06:38 Or they can be tubulovillous, somewhere in between, and you can see the risk of malignancy written there.

06:43 Again, do not necessarily need to memorize those details but be aware that based on the appearance that we can evaluate grossly and microscopically, we can assess relative risk.

06:57 So, the risk of developing colorectal cancer from an adenomatous polyp is based predominantly on size.

07:05 That's your most important factor.

07:07 So, if the adenoma is less than one centimeter in diameter, there's a very rare infrequent risk of malignancy.

07:17 However, when these adenomas get to be greater than four centimeters, then, the risk of having a focus of invasive cancer within it goes up dramatically.

07:27 And then, if these adenomas have higher grade dysplasia or have villous architecture, what we talked about on the previous slide, those also increase the risk of malignant transformation.

07:40 Amongst the various categories, we talked about villous and tubulovillous and tubulous, you know, tubular adenomas.

07:47 Sessile serrated adenomas are a subset of the overall group. They tend to be flat, so, hence, sessile.

07:56 They tend to have kind of an irregular serrated surface grossly kind of looking like a stegosaurus and they represent 15% of sporadic CRCs.

08:08 So, they have a relatively higher frequency of developing into malignancy.

08:12 They don't have the features, cytologic features of dysplasia, so, as a pathologist, you say, "That doesn't look too bad." But they do have a similar malignant potential as in adenomas of the tubulovillous category, etc. that have a higher grade dysplasia.

08:29 In the same way we had benign polyposis syndromes, there are neoplastic polyposis syndromes.

08:37 So, hereditary polyposis with neoplastic polyps include Lynch syndrome which are mutations in mismatch repair genes.

08:47 Familial adenomatous polyposis or FAP and their variants with a mutation in the APC gene, the adenomatous polyposis coli gene. And each of these syndromes, although it's relatively rare, they account for a disproportionate number of colorectal cancers.
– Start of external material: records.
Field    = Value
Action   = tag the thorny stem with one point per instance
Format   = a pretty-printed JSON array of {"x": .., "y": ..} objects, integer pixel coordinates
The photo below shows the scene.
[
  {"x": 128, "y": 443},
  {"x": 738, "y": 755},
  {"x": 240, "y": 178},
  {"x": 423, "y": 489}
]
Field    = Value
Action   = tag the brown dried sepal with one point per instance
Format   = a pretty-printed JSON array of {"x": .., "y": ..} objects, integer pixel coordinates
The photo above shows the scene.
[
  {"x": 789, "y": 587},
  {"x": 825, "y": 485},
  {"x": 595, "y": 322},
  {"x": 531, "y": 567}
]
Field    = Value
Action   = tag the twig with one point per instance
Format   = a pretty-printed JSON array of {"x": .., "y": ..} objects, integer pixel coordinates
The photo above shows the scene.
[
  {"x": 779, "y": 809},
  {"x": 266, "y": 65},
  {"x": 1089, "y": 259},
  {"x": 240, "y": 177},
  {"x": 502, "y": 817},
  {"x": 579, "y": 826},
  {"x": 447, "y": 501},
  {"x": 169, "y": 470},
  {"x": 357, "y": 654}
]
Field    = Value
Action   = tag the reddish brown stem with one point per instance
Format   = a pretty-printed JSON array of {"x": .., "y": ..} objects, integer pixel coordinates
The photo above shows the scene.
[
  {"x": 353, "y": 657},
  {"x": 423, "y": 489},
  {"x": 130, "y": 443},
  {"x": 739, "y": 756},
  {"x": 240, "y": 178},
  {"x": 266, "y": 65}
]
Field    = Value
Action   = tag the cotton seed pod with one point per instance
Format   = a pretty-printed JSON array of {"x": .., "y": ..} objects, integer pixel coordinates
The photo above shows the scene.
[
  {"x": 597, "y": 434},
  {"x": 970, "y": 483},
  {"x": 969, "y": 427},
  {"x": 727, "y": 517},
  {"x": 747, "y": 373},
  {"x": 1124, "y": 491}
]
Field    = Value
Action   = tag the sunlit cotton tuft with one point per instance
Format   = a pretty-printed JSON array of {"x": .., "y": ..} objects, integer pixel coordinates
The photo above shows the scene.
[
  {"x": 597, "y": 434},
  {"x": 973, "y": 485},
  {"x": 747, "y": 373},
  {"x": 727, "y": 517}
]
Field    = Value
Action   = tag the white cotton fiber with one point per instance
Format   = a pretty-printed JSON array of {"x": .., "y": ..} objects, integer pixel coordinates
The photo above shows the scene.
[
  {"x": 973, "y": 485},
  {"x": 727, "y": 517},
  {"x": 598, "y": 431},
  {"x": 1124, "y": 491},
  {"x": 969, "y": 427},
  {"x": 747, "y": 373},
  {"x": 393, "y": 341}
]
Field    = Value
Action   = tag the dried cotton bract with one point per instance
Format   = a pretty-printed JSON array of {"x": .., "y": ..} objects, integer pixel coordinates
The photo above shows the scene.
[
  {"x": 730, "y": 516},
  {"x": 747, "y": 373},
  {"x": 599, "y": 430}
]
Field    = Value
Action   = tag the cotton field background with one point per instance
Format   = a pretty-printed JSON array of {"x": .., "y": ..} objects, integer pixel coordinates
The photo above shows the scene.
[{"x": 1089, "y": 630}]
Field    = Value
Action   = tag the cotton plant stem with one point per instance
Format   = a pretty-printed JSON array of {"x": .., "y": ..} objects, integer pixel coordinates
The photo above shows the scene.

09:04 So, let's take a moment to discuss them because they are more important in terms of driving malignancy.

09:12 So, HNPCC, your hereditary nonpolyposis colorectal cancer or more easy to say, Lynch syndrome, is the most common inherited cause of colorectal cancer, 2% to 4% of them is an autosomal dominant inheritance. It's about 1 in 300 people, so, it is a significant percentage of the population that will have this mutation.

09:36 These are mutations in DNA mismatch repair. So, if we have a double stranded break and/or we have a mismatch in terms of which nucleotide is matched with another, that's usually repaired quite efficiently and in Lynch syndrome, there are a number of mutations that lead to aberrant repair, so, an accumulation of mutations.

10:01 They will have a very high number of neoplastic polyps and the longer that they're there, the greater number of neoplastic polyps, the higher the rate of progression to colorectal cancer.

10:11 These patients are not affected just in their GI tract or in their colon.

10:16 If you have this, you also have an increased risk of endometrial and ovarian cancers and overall, there's a 60% lifetime risk of developing colon cancer if you have Lynch syndrome.

10:29 For the familial adenomatous polyposis syndrome and their variants, so, these are sporadic.

10:33 They can also be autosomal dominant inherited mutations.

10:38 The APC gene product is involved in targeting the degradation of beta-catena, a membrane associated protein that if it is released from the plasma membrane can translocate into the nucleus and cause cellular proliferation.

10:55 If you don't degrade it appropriately, the cells will proliferate more aggressively.

11:00 So, classic FAP is about one in 7000 people, so, it's less frequency than Lynch syndrome and in the classic FAP, we'll see colons that are completely littered, studded with polyps, over hundreds of polyps.

11:16 There are mild or attenuated versions of this of FAP with something less than 100 in the total colon but overall, an either one, classic or attenuated, there's essentially a 100% lifetime risk of developing colon cancer.

11:32 So, these patients need to be identified and they need to have a colectomy before they develop colon cancer.